My Dad Says You're An Asshole!
“My dad says you’re an asshole!” Yup, I did say that, but I didn’t think anyone was listening. I certainly didn’t think anyone would repeat it. But that’s what happened the day of my son’s kindergarten graduation.
First off let me just say something about kindergarten graduations. I know it’s in vogue to trash ceremonies that celebrate mediocrity and striving for less. In essence, kindergarten graduation is nothing more than a celebration of moving past the second lowest rung on the education ladder. That said, my son’s kindergarten experience was at times a war filled with angst, alienation and heartbreak. So to me, his survival was worthy of the finest of celebrations.
I’ve long ago realized anything more than a healthy dose of cynicism will turn your body’s water molecules into sludge. So rather than question the validity of celebrating yet another over rated pop singer’s Grammy, or a football team I have no connection to winning the Super Bowl, I just sit back and crack open a cold one. Life is too short not to celebrate all it has to offer.
One battle my son waged all year was a friend who played him like a bi-polar accordionist. At times the music was sweet, like the kind you might be serenaded with at a French or Italian restaurant. At other times the music was dissonant carnival music, egging on the circus clowns and burlesque stooges to finally get their revenge.
All my son wanted was this kid to like him and he would have done almost anything to make that happen. And this asshole of a friend knew it, and made my son do parlor tricks for his friendship. “If you don’t do this, I won’t be your friend anymore” he used to tell my son. “If you do that, I’ll be your best friend” he’d tease him with.
It killed me to watch my son work so hard for this kid’s approval, when I knew he’d never be my son’s best friend. After watching my son’s heart get broken every other day, I finally told that to him, along with the now infamous “that kid’s and asshole.”

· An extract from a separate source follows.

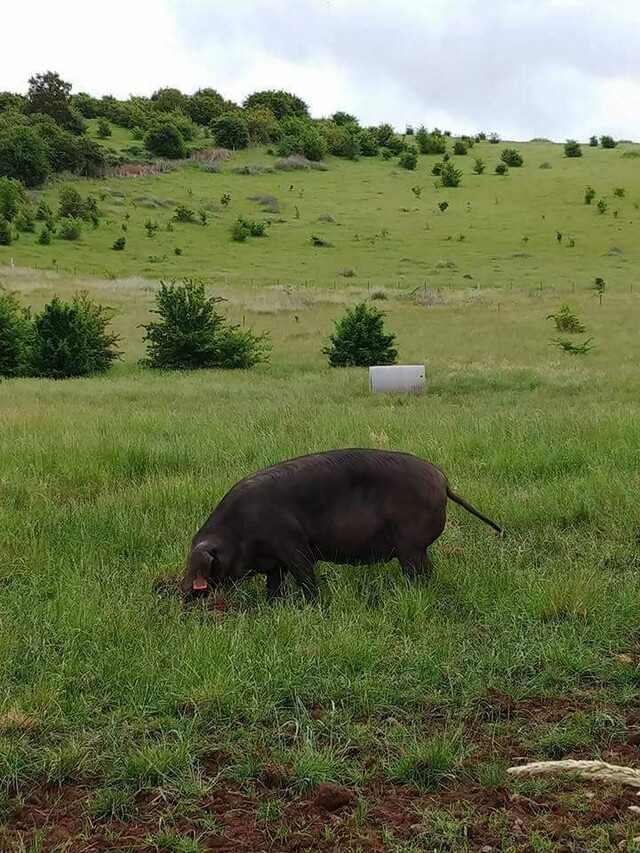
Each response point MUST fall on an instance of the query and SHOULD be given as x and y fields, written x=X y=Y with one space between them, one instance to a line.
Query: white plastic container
x=398 y=379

We were on my bike pedaling into town and then down to the beach. My son was sitting in a bike seat mounted to the handle bars of my bicycle. Having him in front of me and just under my chin was so much cooler than having him sit in a seat behind me. For one thing we could talk and sing and brainstorm together. And for another, from back there all he would be able to see is the crack of my ass hanging out of my pants, and all the really cool action after it’s passed us by.